In a recent study 2-photon in vivo imaging of RSC of two previously mentioned strains of Fos-Gfp mice has been used to verify if IEG expression kinetics could be modeled using differential equations for a consecutive, irreversible first-order reaction with a limiting substrate . The temporal profile of fluorescence has been fit to the proposed equation for two types of activation: bicuculline induced seizure and context exposure. Around 75% of identified cells showed significant similarity between experimental data and prediction. Importantly, this has been observed for both types of mice, which suggests that the results might be generalized for further strains, including those based on different IEG promoters. Changing the principle of detection from thresholding the signal at the time point of maximum activation to analysis of expression kinetics also allows for identification of cells responding to two events separated by a given interval. The authors of the paper use this technique to investigate qualities of the RSC ensembles. First, they show that overlap between neuronal populations activated during fear memory retrieval and safe context exposure is at chance level, which might mean that they are unique and independent. Next, they compare the chance of reactivation of a neuron when exposures are separated by different time intervals, finding no temporal linkage, unlike the phenomenon occurring in the hippocampus .
Another nuclear IEG, Zif268, has also been used in in vivo two photon imaging [136, 137]. The strain of mice that was used was created by the GENSAT project. The animals expressed the EGFP protein under the control of the Egr1/Zif268 gene promoter. The EGFP fluorescence was monitored in several regions of the neocortex during contextual fear training. It was revealed that in some of those regions, dysgranular retrosplenial cortex among them, there exists a population of layer II neurons that exhibits context-specific response. Moreover, this response was acquired gradually, which suggests that it is not sensory, but memory-related.
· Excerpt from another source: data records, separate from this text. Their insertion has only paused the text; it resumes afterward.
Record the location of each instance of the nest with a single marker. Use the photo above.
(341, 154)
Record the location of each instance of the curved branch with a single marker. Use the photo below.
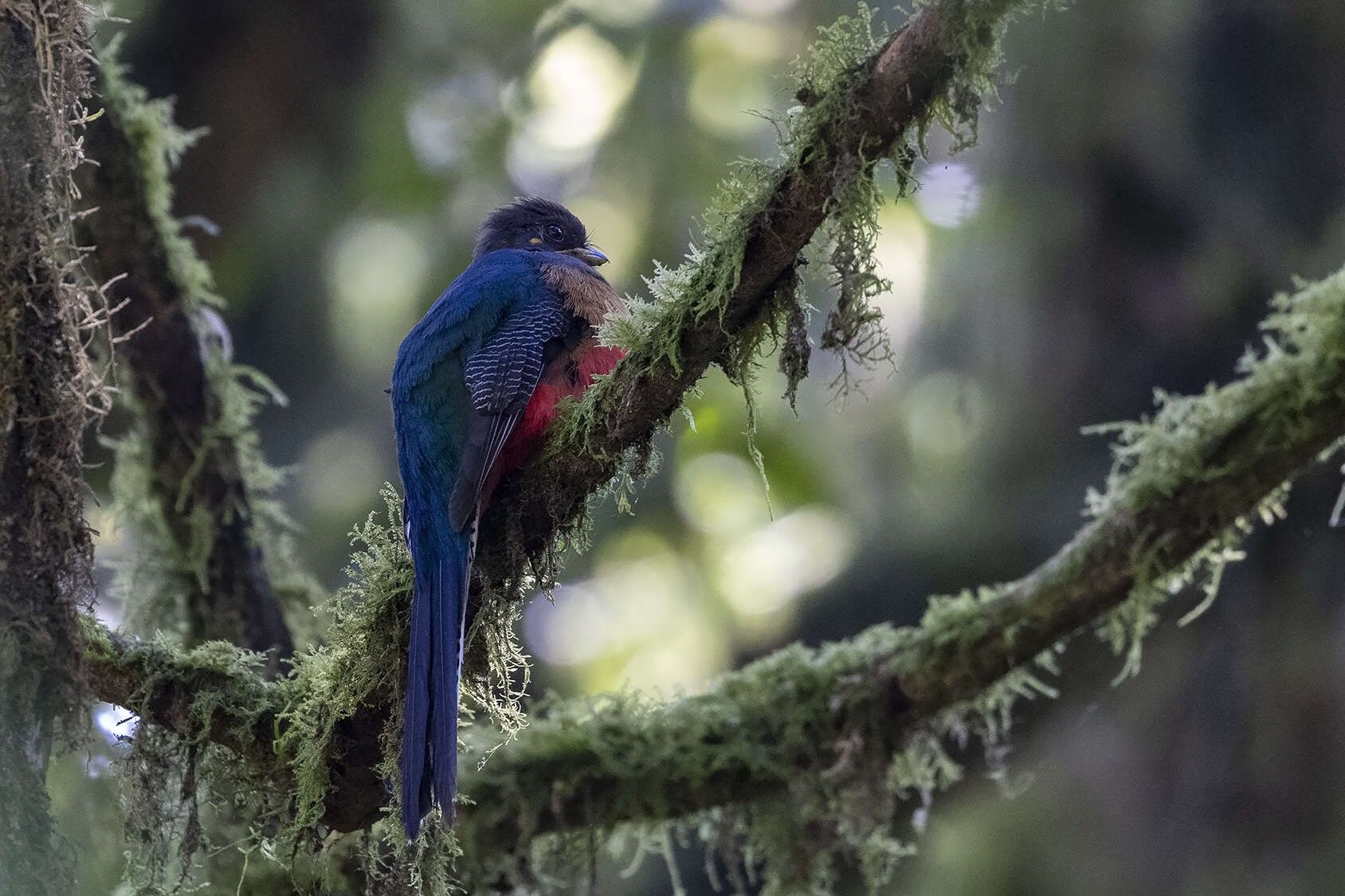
(1184, 483)
(1190, 478)
(896, 91)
The identified ensembles continued to produce high levels of activation in the recall trials 3 weeks after the last training session, and those levels presented strong correlation with the amount of freezing of the animal, meaning it is reasonable to conclude that they are involved in long term memory formation . The 2019 study attempted to show that after fear conditioning, extinction and recall trials engage distinct neuronal ensembles in layers II/III of the RSC. It was also suggested that those “safe memory neurons” are a result of hippocampal adult neurogenesis and the integration of those newborn neurons into the circuit .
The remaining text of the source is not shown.